Experimental investigation on the tribological behavior and surface damage due to embedment of ceramic proppant – analog mudrock composite systems

Abstract

The analysis of interface problems involving proppants and rocks is of major interest in unconventional reservoir exploitation and modeling as well as in geophysics, mining engineering and rock mechanics. Despite the significant progresses that have been reported in hydraulic fracturing, there has been given less attention in the fundamental understanding of the interactions between proppants and rocks, which can provide enhanced input parameters in computational-based analyses involving complex multi-phase processes. In this study, the tribological behavior of three types of contacts including ceramic-ceramic (analog) proppants, kaolinite-kaolinite blocks (analog mudrock) and ceramic-kaolinite composite interfaces was investigated performing laboratory tests using a custom-developed loading apparatus and the experiments involved force and displacement measurements by the application of high-precision transducers. Based on a series of normal loading tests, it was observed that the ceramic beads exhibited a completely elastic behavior, whereas the kaolinite blocks showed a softer response with, predominantly, plastic deformations.
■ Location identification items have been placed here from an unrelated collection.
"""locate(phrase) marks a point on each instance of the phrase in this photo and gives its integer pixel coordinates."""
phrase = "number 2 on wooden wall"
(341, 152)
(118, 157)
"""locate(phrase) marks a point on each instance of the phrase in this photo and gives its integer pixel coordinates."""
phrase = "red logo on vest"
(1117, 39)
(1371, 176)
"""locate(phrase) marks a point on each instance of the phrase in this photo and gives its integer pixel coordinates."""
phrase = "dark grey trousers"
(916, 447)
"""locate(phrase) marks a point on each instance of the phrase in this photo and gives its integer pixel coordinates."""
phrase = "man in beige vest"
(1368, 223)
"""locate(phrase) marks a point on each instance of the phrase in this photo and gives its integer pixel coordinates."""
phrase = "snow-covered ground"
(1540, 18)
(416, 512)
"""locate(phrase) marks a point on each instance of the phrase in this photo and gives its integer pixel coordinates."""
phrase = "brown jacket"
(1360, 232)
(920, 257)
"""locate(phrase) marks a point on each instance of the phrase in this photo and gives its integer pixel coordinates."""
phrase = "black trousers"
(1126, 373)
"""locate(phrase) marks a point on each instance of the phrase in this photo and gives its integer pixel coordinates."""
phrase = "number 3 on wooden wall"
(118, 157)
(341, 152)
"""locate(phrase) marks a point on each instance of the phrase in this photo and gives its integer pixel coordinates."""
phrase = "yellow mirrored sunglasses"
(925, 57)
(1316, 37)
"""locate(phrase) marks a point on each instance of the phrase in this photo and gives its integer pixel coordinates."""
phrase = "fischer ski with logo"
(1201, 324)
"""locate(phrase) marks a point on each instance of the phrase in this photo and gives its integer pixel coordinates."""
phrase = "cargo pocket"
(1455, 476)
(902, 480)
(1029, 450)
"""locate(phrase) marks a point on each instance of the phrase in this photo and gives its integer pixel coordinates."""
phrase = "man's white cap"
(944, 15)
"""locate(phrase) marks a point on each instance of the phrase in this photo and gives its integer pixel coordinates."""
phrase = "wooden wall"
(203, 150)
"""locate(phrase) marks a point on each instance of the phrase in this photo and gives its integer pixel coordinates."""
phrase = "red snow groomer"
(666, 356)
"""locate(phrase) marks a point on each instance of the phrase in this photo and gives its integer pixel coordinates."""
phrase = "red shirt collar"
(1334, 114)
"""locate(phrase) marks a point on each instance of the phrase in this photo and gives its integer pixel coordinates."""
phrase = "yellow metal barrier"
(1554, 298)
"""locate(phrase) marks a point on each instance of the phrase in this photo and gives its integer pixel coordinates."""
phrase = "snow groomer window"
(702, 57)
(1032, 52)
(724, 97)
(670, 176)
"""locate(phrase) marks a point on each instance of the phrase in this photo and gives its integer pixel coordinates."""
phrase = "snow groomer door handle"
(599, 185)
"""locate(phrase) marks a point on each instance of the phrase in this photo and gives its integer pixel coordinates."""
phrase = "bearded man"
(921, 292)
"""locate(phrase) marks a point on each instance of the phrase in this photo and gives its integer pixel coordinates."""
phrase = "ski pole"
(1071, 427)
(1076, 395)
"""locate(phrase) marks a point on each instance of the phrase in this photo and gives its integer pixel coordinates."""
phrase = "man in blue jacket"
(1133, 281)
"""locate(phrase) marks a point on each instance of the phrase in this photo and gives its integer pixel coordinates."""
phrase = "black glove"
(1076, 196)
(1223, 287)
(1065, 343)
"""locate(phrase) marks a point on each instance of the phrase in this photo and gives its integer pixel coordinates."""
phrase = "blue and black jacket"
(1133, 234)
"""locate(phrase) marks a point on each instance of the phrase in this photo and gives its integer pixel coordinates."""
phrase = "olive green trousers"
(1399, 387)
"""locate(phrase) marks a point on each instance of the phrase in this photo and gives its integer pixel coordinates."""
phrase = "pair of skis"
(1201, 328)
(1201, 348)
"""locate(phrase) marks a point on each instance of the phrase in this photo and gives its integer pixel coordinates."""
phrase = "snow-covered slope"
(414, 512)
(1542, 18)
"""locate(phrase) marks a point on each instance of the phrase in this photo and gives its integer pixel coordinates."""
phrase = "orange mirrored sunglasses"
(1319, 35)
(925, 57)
The results of the shearing tests indicated that for the ceramic-kaolinite composite contacts, the arrangement of the clay microfabric significantly affected the shearing load-displacement response in terms of the post-peak softening behavior, the development of the microslip regime as well as the dynamic friction. It was also shown that even though the interface friction was controlled, predominantly, by the softer kaolinite block, the interface tangential stiffness had different involved mechanisms, in which case the kaolinite blocks showed the highest stiffness specifically at greater magnitudes of normal load, whereas the ceramic-kaolinite composite interfaces had the lowest values of stiffness.